JOZEF – Profetische vergezichten Jakob is oud en zwak geworden en weet dat zijn sterven nadert. Pas in Genesis 49 laat hij zijn eigen zonen tot zich komen om hen te zegenen. Maar voordat hij dat doet, laat hij Jozef bij zich komen met zijn beide zonen: Manasse en Efraïm. Er vindt een verwisseling plaats en zij worden gezegend vóór zijn eigen zonen. Zo ging het hiervoor in het boek Genesis ook vaak en dit is niet de laatste verwisseling die we tegenkomen. Genesis 48 8 En Israël ziet de zonen van Jozef, en hij zegt: Wie zijn dezen? 9 En Jozef zegt tot zijn vader: Dat zijn mijn zonen, die God mij in dit land gegeven heeft.

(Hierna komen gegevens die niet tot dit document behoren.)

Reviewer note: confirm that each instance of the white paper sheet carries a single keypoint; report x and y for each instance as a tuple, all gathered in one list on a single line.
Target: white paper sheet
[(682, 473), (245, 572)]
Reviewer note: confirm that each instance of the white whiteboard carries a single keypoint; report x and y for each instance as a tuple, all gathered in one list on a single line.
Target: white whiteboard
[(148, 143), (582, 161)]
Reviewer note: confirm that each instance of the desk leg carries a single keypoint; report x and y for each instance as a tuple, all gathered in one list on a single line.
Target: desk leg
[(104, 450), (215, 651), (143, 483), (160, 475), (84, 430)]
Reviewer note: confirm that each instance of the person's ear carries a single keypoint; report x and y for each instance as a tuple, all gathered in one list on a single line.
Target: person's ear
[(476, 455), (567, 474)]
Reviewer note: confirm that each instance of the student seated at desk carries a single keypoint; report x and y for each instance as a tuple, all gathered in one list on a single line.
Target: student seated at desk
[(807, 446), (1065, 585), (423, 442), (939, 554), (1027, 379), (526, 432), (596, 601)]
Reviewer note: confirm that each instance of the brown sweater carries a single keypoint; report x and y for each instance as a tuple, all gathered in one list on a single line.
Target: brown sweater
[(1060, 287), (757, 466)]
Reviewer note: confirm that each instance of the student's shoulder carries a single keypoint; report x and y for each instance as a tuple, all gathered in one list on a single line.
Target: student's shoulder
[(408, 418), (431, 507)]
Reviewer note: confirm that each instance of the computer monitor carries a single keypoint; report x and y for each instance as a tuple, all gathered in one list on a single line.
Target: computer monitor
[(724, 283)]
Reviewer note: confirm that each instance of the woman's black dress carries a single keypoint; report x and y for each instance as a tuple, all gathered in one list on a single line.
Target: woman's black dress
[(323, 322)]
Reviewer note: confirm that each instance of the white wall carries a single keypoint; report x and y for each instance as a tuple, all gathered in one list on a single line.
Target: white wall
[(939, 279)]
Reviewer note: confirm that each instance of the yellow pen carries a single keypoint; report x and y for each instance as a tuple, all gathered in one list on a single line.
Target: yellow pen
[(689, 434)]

En hij zegt: Breng hen, alsjeblieft, tot mij, opdat ik hen zal zegenen. 10 En de ogen van Israël waren zwaar van ouderdom, hij kan niet zien. En Jozef brengt hen dicht bij hem; en hij kust hen en hij omhelst hen. 11 En Israël zegt tot Jozef: Ik had niet kunnen vermoeden, dat ik jouw aangezicht weer zou zien, en zie, God heeft mij ook jouw zaad doen zien. 12 En Jozef doet hen weggaan, bij zijn knieën vandaan, en hij buigt zich neer met zijn aangezicht ter aarde. 13 En Jozef neemt hen beiden, Efraïm rechts van hem, aan Israëls linkerkant, en Manasse links van hem, aan Israëls rechterkant, en hij brengt hen dicht bij tot hem.